See interspersed comments.
> -----Original Message-----
> From: email@example.com
> [mailto:firstname.lastname@example.org] On Behalf Of Jun Sun
> Sent: Wednesday, June 04, 2003 3:40 PM
> To: email@example.com
> Cc: firstname.lastname@example.org
> Subject: [RFC] synchronized CPU count registers on SMP machines
> There are many benefits of having perfectly synchronized CPU
> count registers on SMP machines.
> I wonder if this is something which have been done before,
> and if this is feasible.
I remember doing something like this about 20 years ago on a much
different operating system in which the goal was to move the count
registers apart by a predictable amount such that a clock interrupt
didn't occur on all the CPUs at once. But even in that case, we weren't
looking for precise matching.
> Apparently, this scheme won't work if any of the following
> conditions are true:
> 1) clocks on different CPUs don't have the same frequency
> 2) clocks on different CPUs drift to each other
Depending on the precise system configuration (including whether the
CPUs are on different SOCs, different boards, where the PLLs are, and
what the ultimate clock source is), I'd guess that drift is pretty
likely on almost all systems unless the clocks are intentionally driven
by some sort of synchronize source.
> 2) some fancy power saving feature such as frequency scaling
> But I think for a foreseeable future most MIPS SMP machines
> don't have the above issues (true?).
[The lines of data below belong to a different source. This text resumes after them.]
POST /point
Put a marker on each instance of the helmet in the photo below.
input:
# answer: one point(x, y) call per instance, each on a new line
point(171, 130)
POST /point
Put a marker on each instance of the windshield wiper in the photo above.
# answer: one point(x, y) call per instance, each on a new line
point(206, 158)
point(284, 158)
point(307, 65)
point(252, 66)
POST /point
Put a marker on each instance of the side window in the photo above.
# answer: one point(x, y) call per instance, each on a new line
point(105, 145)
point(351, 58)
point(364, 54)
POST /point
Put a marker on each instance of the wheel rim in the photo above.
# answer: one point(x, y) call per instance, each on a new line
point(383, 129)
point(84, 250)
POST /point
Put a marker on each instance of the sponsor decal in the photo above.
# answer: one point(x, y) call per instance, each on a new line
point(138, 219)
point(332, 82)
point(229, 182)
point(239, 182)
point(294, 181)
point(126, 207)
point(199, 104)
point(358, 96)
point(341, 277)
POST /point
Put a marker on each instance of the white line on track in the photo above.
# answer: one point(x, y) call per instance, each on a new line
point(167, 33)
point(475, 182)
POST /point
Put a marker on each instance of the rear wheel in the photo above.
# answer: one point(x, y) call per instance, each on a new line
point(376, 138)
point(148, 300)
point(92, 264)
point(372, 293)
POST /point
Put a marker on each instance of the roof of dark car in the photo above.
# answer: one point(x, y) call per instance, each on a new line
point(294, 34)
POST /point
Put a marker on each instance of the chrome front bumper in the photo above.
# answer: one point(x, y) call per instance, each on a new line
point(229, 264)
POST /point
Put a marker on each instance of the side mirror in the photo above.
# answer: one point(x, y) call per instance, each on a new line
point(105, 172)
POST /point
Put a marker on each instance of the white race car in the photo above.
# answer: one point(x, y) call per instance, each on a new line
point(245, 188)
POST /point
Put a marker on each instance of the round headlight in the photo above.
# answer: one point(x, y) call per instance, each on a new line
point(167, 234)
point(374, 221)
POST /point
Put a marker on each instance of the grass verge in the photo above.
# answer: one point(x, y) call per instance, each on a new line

And it is probably
> worthwile to synchronize count registers for them.
> I think some pseudo code like the below could get the
> job done:
> CPU 0:
> send interrupt to all other CPUs and ask them to sync count
> wait for all other CPUs to gather at rendevous point
> flip a flag
> set count to 0
> other CPUs:
> trapped by IPI
> reach the rendevous point (busy spin locking)
> wait for the flip of the flag
> set count to 0
The biggest problem here is latency on the spinlocks and observation of
the flag state changing. Depending on the memory architecture, the
point at which each CPU will see the change could be very different
(consider a NUMA mesh architecture in which the data movement can take
different paths). As such, you could see on order of memory latency
different in the clocks.
You could run a counter adjustment periodically, or try to calibrate the
adjustment to make this closer, but I'm not sure that you can get
> I wonder after the above code how synchronized are the count
> regsiters. Are they perfectly synchronized or still differ by
> a few counts?
> Any comments?